The oldest Field Artillery unit in the U.S. Army is 1st Battalion, 101st Field Artillery, Massachusetts Army National Guard, which traces its origins to December 1636.  Originally an Infantry unit, it was reorganized as an Artillery unit in 1916.

Mission statement 
The mission of the Field Artillery is to destroy, defeat, or disrupt the enemy with integrated fires to enable maneuver commanders to dominate in unified land operations.

History 
The Field Artillery is one of the Army's combat arms, traditionally one of the three major branches (with Infantry and Armor). It refers to those units that use artillery weapons systems to deliver surface-to-surface long range indirect fire. Indirect fire means that the projectile does not follow the line of sight to the target. Mortars are not field artillery weapons; they are organic to infantry units and are manned by infantry personnel (US Army MOS 11C or USMC 0341).

The term field artillery is to distinguish from the Air Defense Artillery, and historically, from the U.S. Army Coast Artillery Corps (with the function of coastal defense artillery), a branch which existed from 1901–1950. In 1950, the two branches were unified and called simply Artillery, until Air Defense Artillery was made into a separate branch in 1968. The insignia of the Field Artillery branch is a pair of crossed field guns (19th-century-style cannon) in gold, and dates back to 1834.

The home of the Field Artillery and the Field Artillery School are at Fort Sill, Oklahoma.

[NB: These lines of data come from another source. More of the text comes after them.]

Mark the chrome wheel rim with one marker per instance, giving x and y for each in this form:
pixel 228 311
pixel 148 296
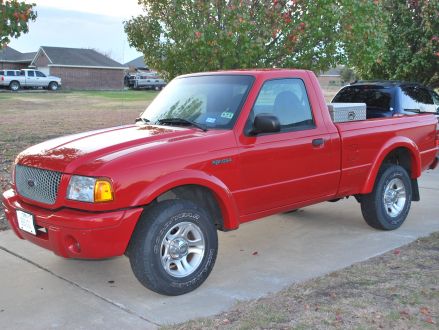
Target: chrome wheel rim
pixel 182 249
pixel 394 197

Field artillery is called the "King of Battle". Conflicts in the 20th century saw artillery become exponentially more effective as indirect fire methods were introduced immediately prior to World War I. During World War I and World War II, field artillery was the single highest casualty-producing weapons system on any battlefield.

Soldiers from artillery units have often been used as infantry during both the Iraq War and the War in Afghanistan.  While field artillery units have often performed admirably as infantry and accomplishing infantry missions, such use has led to atrophy of essential field artillery specific skills and tasks.

Branch colors
Members of the Field Artillery are referred to as "redlegs" because during the Mexican American War, both Ringgold's Battery and Duncan's Battery were issued uniforms distinguished by scarlet stripes down the legs of their uniform pants, a practice continued through the Civil War and on dress uniforms even after WWI.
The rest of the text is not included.